Monitor the soil moisture closely by touching the top of the soil. Cyclamen can dry out quickly (especially the miniature cyclamen in their small pots) and may not recover once the soil is parched. When your plant needs more moisture, try one of these recommended ways to water a cyclamen:

  • Take the plant to the sink, run a trickle of room temperature water, soak the soil without splashing the leaves or the crown at the center of the plant, then let the water drain out completely. 
  • In lieu of the sink faucet, use a watering can with a narrow spout, and follow the steps above.
  • Put 1 inch of room temperature water in a bowl, set the cyclamen's pot in it for 20 minutes, then remove the plant and let excess water drain away.
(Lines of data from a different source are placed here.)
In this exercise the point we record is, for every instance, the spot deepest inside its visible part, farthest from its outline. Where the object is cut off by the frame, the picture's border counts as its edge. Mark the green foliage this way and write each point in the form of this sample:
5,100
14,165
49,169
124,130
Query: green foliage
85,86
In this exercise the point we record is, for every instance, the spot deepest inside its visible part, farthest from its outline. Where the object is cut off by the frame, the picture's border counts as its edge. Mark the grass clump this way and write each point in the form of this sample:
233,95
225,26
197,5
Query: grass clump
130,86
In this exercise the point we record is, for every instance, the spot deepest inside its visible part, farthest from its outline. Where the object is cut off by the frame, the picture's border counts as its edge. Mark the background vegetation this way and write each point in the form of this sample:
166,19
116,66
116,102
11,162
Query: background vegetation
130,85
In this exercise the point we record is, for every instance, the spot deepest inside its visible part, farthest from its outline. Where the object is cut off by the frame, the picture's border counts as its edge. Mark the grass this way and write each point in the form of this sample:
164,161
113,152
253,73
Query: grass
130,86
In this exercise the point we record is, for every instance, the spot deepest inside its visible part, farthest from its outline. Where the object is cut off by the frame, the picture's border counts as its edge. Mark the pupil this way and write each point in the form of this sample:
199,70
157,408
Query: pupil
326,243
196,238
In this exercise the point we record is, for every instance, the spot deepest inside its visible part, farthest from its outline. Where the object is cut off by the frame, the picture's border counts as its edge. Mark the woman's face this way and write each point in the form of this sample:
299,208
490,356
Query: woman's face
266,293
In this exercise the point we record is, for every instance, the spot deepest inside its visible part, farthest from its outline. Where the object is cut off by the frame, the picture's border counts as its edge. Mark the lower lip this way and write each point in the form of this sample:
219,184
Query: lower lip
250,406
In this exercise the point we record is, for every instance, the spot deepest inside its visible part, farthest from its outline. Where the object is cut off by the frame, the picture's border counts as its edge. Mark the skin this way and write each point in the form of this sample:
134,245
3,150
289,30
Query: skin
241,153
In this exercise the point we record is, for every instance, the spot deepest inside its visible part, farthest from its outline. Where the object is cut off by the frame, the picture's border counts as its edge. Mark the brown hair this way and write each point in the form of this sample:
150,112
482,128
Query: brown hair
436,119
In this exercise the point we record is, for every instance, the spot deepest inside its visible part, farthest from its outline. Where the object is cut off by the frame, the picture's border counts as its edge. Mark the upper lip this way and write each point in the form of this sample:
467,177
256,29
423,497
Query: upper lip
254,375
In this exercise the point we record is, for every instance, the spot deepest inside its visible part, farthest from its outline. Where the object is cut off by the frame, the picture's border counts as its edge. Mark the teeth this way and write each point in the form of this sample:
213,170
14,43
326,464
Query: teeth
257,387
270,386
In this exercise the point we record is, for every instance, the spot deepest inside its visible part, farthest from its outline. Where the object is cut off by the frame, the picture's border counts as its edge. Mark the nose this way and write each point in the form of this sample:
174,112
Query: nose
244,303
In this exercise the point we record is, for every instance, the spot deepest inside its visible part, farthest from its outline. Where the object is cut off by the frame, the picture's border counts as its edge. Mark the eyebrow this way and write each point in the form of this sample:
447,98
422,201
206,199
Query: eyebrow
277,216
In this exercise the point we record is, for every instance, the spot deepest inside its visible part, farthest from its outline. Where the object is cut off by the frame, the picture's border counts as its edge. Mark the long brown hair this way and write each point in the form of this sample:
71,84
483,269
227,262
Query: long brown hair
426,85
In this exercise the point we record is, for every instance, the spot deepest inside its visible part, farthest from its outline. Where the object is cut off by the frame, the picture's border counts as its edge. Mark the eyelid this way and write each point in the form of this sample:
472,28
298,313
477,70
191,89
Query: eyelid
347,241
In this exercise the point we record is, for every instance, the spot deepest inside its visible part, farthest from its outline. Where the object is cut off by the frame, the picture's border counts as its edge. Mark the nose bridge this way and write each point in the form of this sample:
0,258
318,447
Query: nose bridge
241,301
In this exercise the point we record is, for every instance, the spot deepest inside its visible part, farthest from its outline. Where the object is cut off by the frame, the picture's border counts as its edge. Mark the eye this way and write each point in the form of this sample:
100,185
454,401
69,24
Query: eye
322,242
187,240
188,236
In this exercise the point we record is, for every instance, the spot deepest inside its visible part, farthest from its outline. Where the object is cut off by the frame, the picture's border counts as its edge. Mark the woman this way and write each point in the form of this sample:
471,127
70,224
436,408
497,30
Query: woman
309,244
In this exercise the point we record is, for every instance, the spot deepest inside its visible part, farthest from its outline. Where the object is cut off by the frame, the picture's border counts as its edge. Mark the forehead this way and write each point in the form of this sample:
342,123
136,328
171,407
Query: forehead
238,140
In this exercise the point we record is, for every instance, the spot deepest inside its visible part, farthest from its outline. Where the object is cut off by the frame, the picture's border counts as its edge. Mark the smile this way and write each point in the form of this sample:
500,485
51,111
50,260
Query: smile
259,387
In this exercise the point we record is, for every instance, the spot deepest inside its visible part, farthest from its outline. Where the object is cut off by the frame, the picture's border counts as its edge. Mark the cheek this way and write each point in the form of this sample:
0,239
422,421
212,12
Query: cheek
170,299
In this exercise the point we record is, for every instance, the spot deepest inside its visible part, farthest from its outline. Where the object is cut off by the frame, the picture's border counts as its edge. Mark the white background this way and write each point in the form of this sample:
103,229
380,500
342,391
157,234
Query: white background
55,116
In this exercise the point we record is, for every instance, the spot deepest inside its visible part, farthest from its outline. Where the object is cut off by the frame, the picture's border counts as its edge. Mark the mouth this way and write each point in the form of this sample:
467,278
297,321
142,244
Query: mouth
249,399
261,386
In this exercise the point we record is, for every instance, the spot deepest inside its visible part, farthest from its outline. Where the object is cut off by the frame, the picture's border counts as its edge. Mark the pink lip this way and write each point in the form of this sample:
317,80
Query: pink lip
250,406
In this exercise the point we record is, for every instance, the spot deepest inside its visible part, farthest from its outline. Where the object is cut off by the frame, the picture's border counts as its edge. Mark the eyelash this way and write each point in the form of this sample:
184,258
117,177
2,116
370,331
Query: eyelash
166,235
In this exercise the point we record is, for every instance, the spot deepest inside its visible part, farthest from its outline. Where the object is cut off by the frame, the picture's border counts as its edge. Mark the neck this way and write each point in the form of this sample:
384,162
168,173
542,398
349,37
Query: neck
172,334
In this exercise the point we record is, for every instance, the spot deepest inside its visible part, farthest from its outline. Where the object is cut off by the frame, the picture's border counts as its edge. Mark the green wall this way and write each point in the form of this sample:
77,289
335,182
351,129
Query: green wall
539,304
Florist’s cyclamen will stop blooming in April and the yellowing leaves are the signal that the plant is going dormant. Once the cyclamen has gone completely dormant, only water lightly every two weeks. When you see green leaf tips showing in the fall, start watering normally and fertilizing again to fuel the new growth.

Temperature and Humidity

Indoor cyclamen thrive with daytime temperatures from 60-65°F (maxing out at 68°F) and nighttime temperatures in the 50s (no lower than 40°F). If you keep your house at 70°F or warmer, the higher temperatures will feel like summer to the cyclamen, cueing it to stop blooming and go into dormancy. 
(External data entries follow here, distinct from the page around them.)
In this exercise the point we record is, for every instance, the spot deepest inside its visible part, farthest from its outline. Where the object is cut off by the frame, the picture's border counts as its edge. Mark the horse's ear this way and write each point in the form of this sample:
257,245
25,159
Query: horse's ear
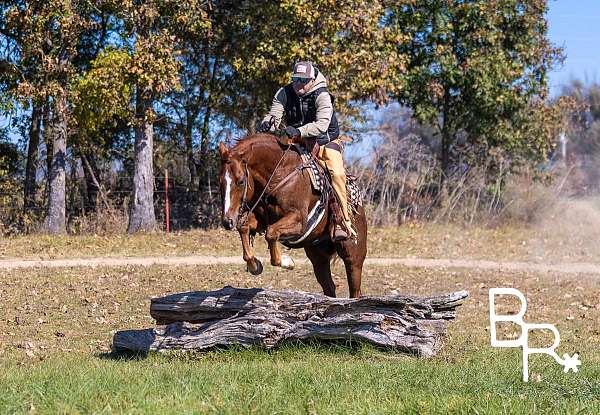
223,151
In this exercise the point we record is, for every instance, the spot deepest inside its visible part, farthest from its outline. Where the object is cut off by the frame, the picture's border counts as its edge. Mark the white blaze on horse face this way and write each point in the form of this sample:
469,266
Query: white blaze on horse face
227,192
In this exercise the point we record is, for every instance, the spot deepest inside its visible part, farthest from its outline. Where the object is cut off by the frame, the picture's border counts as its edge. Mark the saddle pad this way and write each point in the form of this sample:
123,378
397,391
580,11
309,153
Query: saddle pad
315,174
354,192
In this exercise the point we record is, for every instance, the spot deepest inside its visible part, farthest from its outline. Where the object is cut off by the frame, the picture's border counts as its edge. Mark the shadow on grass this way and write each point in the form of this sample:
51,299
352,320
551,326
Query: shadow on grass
340,347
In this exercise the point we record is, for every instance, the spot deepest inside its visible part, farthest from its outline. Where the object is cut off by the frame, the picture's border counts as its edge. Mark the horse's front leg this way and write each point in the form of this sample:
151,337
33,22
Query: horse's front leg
254,266
278,260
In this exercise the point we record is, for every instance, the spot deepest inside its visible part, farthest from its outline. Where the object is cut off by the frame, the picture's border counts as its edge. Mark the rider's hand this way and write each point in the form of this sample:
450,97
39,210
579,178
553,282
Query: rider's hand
265,126
292,132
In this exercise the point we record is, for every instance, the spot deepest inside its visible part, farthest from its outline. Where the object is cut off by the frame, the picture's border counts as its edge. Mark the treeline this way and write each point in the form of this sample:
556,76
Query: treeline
100,89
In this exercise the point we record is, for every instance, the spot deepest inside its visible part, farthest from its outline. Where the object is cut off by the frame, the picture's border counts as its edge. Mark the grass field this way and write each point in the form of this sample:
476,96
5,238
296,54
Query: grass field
535,244
56,328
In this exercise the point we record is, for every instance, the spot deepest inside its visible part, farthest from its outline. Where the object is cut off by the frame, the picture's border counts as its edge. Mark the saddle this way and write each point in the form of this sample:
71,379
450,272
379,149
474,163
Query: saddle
321,184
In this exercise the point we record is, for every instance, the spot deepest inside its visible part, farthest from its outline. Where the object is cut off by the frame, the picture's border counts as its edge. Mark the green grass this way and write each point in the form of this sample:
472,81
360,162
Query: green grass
56,327
297,380
413,240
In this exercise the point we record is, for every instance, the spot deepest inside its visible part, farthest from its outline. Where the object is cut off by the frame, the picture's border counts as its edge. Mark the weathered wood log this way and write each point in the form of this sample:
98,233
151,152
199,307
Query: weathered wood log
234,316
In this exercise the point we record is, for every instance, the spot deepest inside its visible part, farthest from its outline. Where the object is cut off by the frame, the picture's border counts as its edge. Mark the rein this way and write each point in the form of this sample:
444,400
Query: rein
245,210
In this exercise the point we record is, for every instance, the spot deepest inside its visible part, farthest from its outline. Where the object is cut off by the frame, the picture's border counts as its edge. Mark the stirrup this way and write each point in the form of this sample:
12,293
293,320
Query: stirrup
339,234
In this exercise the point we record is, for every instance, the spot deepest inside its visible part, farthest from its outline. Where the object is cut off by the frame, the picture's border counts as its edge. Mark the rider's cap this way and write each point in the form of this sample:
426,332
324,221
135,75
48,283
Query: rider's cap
303,70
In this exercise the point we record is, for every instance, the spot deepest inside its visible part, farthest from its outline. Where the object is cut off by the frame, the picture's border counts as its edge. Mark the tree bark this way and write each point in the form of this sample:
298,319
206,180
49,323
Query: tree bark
32,158
55,214
92,187
49,141
249,317
191,115
141,216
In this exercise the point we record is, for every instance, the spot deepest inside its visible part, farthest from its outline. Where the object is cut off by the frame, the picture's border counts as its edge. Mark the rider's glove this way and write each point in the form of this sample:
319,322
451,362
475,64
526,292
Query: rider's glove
265,126
292,131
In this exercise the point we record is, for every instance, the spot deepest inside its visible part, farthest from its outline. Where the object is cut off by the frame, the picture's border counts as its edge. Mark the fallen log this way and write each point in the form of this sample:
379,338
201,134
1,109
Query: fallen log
203,320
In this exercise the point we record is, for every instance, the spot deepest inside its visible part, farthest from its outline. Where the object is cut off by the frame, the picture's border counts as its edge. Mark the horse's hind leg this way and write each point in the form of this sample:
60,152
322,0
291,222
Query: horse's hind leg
254,266
320,260
353,253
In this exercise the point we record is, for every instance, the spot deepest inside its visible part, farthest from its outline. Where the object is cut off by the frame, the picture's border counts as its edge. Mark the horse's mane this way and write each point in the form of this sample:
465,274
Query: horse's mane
245,144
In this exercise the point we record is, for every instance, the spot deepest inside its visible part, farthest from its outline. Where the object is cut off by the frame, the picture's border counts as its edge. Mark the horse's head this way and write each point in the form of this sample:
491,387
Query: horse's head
234,186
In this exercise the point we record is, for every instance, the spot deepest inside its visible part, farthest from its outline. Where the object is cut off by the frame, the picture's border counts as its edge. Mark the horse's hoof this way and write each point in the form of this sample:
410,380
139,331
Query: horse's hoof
287,262
259,268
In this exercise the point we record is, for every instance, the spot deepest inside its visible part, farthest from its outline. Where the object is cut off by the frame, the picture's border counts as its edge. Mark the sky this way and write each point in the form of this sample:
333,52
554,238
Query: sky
575,26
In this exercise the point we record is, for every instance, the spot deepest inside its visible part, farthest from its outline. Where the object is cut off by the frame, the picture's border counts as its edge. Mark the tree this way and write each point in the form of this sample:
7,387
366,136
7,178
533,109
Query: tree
45,36
154,69
478,69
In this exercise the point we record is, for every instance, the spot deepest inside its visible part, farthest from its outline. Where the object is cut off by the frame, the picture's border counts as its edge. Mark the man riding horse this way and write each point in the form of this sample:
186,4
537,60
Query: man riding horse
306,107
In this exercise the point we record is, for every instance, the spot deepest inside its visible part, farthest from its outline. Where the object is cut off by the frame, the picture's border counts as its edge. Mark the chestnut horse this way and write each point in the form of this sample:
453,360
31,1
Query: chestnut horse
265,189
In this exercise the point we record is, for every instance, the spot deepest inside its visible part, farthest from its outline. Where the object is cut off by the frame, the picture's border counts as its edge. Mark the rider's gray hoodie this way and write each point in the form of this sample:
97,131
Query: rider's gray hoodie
324,110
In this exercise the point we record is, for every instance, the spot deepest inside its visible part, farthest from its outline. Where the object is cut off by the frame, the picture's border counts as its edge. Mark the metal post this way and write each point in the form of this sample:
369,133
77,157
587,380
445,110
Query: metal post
167,199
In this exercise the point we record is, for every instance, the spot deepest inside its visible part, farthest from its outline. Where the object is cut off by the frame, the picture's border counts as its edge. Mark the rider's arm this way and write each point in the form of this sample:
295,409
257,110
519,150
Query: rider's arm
324,114
277,110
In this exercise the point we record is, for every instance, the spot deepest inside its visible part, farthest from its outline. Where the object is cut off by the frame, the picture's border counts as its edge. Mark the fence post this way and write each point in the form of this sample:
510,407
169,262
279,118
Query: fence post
167,199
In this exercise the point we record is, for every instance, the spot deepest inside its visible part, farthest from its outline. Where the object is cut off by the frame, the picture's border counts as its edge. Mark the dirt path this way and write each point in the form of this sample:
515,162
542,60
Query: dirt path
567,268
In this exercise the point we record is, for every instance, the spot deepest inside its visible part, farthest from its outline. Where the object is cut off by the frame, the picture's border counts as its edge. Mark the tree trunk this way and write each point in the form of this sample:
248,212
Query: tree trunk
445,151
91,173
141,216
189,145
49,141
55,214
248,317
32,158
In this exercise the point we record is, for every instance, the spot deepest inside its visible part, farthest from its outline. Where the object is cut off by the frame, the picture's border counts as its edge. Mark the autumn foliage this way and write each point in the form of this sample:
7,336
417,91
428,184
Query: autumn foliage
105,87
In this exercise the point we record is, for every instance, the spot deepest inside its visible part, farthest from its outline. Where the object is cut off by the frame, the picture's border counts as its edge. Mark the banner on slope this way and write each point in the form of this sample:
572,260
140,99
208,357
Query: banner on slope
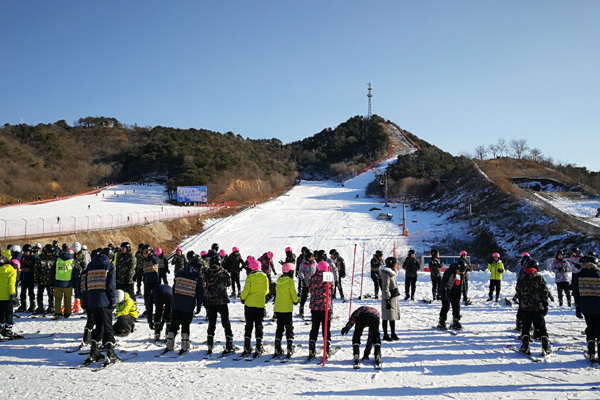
191,194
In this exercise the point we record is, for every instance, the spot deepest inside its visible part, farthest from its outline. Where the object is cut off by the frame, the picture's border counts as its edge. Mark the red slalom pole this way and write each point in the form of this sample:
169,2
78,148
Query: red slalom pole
352,286
362,276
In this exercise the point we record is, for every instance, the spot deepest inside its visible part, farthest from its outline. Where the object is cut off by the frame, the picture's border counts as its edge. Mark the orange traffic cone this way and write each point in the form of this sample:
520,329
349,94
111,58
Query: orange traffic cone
77,305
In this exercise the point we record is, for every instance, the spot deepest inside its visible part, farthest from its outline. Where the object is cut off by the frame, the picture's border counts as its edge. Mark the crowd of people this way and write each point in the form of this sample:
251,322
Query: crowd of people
105,282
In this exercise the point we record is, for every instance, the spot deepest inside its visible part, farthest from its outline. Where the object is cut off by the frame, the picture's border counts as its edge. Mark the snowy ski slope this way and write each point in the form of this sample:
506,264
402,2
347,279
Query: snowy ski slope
425,364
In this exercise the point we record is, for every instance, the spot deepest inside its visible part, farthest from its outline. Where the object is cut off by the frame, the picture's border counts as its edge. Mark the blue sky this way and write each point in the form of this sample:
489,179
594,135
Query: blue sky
455,73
Indoor cyclamen prefer humid air. Keep your plant satisfied by placing it on a tray of pebbles, with water that never touches the base of the pot. As the water evaporates, it will raise the humidity around your plant. Or put your potted cyclamen in an open or closed terrarium to ramp up the humidity. Miniature cyclamen can look especially jewel-like in a tiny terrarium.
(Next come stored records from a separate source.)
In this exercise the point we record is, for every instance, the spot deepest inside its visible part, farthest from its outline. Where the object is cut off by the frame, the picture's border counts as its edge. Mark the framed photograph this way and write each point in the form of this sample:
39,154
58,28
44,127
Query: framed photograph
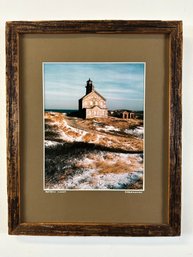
94,127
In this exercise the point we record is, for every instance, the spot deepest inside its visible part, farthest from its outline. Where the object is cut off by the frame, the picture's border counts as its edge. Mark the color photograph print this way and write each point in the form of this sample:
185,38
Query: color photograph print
93,126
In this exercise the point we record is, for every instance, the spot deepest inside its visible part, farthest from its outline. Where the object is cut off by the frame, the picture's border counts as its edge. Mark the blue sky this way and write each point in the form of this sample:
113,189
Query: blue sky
122,84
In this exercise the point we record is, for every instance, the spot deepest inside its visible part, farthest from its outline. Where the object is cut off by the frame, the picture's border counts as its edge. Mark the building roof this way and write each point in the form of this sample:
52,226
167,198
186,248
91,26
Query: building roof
91,93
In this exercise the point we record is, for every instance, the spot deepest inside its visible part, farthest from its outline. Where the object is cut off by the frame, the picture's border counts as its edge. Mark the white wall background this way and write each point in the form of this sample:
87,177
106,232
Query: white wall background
20,246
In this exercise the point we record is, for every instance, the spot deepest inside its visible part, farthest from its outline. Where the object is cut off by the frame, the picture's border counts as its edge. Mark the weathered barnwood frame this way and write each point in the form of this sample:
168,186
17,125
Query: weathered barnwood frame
13,32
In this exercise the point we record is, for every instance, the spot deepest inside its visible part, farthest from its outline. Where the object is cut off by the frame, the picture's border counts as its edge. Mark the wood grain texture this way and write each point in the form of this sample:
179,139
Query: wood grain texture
13,32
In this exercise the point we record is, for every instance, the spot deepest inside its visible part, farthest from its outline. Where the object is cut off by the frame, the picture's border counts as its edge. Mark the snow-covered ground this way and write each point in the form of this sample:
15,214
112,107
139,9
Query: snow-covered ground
72,164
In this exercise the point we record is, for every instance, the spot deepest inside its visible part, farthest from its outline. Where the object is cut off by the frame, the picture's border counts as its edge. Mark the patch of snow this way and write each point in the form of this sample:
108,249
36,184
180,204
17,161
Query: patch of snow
49,143
108,128
138,131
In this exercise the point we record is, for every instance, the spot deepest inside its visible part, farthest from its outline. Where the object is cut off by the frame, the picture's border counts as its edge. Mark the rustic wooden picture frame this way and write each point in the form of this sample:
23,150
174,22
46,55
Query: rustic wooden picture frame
13,32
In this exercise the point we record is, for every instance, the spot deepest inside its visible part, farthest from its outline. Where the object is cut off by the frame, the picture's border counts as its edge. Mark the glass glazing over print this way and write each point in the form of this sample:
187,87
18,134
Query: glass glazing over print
94,126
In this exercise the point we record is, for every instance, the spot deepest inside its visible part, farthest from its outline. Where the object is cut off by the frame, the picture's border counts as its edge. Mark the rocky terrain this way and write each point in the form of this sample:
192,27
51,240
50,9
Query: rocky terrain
100,153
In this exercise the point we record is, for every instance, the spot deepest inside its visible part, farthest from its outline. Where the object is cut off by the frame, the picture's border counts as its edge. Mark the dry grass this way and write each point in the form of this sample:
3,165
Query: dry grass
114,139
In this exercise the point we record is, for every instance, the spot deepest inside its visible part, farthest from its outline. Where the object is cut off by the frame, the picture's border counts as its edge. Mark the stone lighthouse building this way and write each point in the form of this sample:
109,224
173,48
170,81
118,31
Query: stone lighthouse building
92,104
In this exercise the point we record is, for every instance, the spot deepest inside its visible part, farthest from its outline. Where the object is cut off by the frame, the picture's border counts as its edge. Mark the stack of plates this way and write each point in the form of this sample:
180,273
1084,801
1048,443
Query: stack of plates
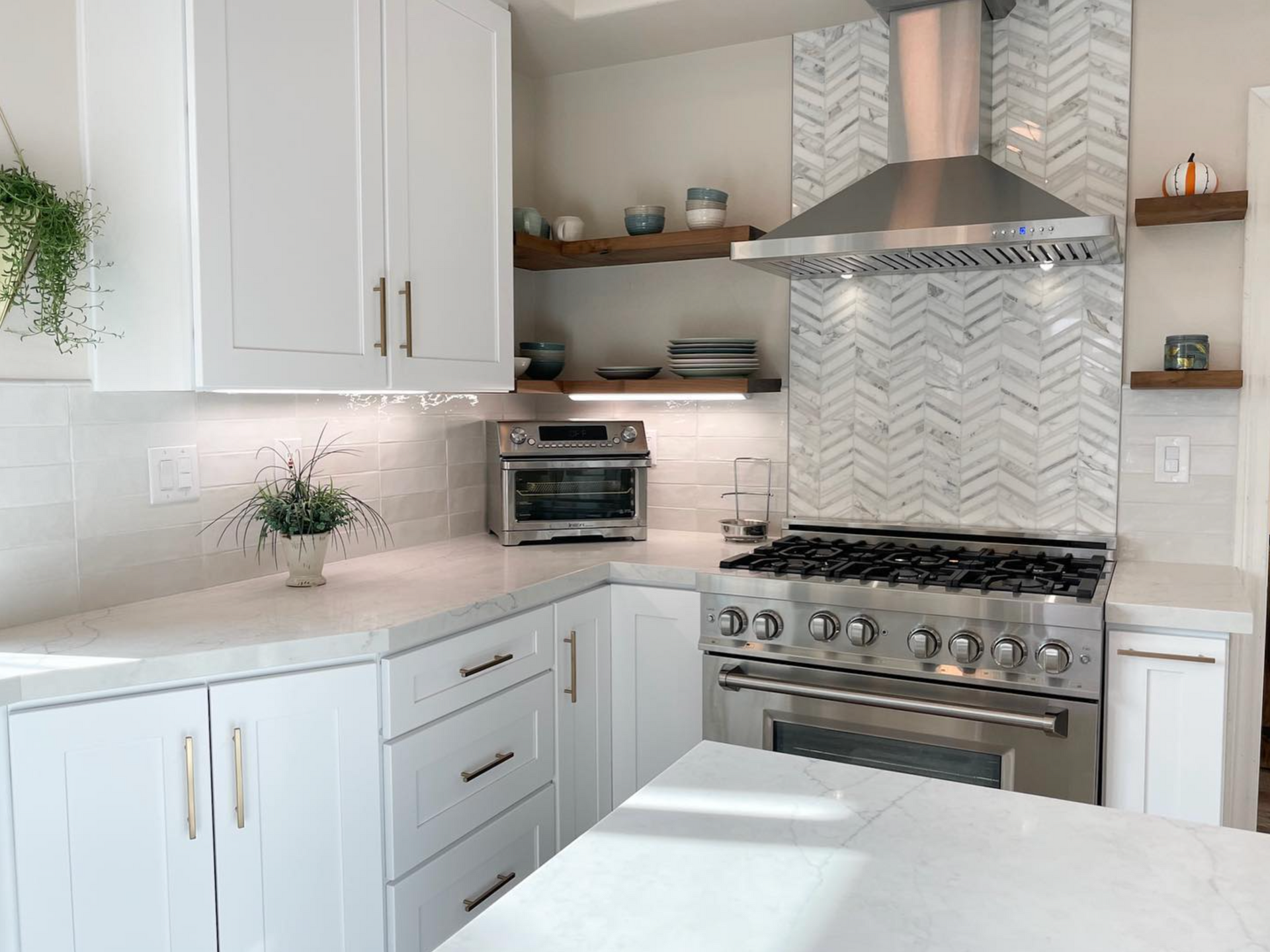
714,357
Use a low-nitrogen, liquid houseplant fertilizer diluted to half strength during your cyclamen's growing and blooming time, from September through April. Skip the fertilizer while your plant is dormant in the summer.


A healthy indoor cyclamen will produce many flowers and leaves throughout the blooming season. Remove the dead flowers and leaves to encourage more flowering and keep the whole plant looking tidy. Tug or snip off each dead flower stalk or leaf at its base.

Potting and Repotting Indoor Cyclamen

After keeping your cyclamen blooming year after year, eventually you will need to repot your plant into a slightly larger container. When your plant outgrows its pot, wait until fall when new growth appears and then move it to a larger container. Provide fresh houseplant potting mix to ensure good drainage. Keep the top of the cyclamen tuber showing above the soil, like you had in the original pot. Use a clay pot to reduce chances of soggy soil.

Frequently Asked Questions

  • Why is my indoor cyclamen dying?

    Cyclamen bloom in the winter and go dormant in the summer, so it looks like they’re dying in the spring even though this is normal. However, you can avoid truly fatal problems by giving the plants a cool room temperature, bright but not direct light, moist but not soggy soil, good drainage, and extra humidity from a pebble tray.

  • How can I help my cyclamen bloom year after year?

    To encourage a cyclamen to bloom again the next year, once the leaves turn yellow, cut them off. Reduce watering and stop fertilizing the plant. Move it to a shady indoor spot and begin to water and fertilize again in late summer. As leaves grow, bring it back to a bright, cool room for the fall and winter.

  • Can I save my potted cyclamen that dried out?

    To revive a dried-out cyclamen, soak the container in 1 inch of water for 20 minutes, then let the container drain well. Monitor the soil moisture carefully for the following two weeks, adding water as soon as the top of the soil feels dry.